IPhone 5 Delay Speculation Continues: Don't Buy It - luigionline
http://www.i4u.com/46081/iphone-5-delay-speculation-continues-dont-buy-it

======
edw
This article is ridiculous: it poh-pohs speculation as such and then combats
the various speculative theories being tossed about with…speculation.

Gruber (or some Gruber-like person) argued that we may be seeing a decrease in
the tempo of hardware innovation in the iPhone space coming out of Apple due
to the product's asymptotic approach of the iPhone's Platonic ideal form.
Before long, if not with the iPhone 5, then with the 6 or 7—or whatever
they'll be called—we may see product introductions that are footnotes as
processor speed, memory, and battery life are incrementally bumped.

(NOTE: Having a relatively well-defined platform to develop for is something
mobile developers love about iOS vis-a-vis Android; to me that would indicate
that the bumps might come clumped together enough to provide an inducement to
upgrade in a lock-steppy manner. But I'm pulling that out of my ass.)

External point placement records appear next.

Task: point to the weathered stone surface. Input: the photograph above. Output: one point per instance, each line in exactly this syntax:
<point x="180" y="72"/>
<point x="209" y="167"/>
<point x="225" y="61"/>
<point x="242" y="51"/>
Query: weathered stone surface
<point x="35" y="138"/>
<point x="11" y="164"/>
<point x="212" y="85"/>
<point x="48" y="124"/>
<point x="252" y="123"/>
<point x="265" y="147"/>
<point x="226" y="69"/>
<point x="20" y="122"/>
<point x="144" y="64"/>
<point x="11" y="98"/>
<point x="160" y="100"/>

iOS is an ecosystem. There's Apple's hardware but, as we saw during the iPad 2
intro, the software is just as important. And don't forget AirPlay. Apple
wants to create a compelling ecosystem for consumers, developers, and content
providers, and people who think that bumping the clock speed or the amount of
memory beyond certain good-enough points are the sorts of people who might
think that the next step for AirPlay after supporting 24bit@96kHz sampling
rates is to move on to 32bit@192kHz. In other words, they're spec whores, and
don't appreciate what Apple's doing, which is, to re-phrase and repeat (and
paraphrase and augment Steve's twice-delivered spiel), the intersection of
commerce and tech and the arts.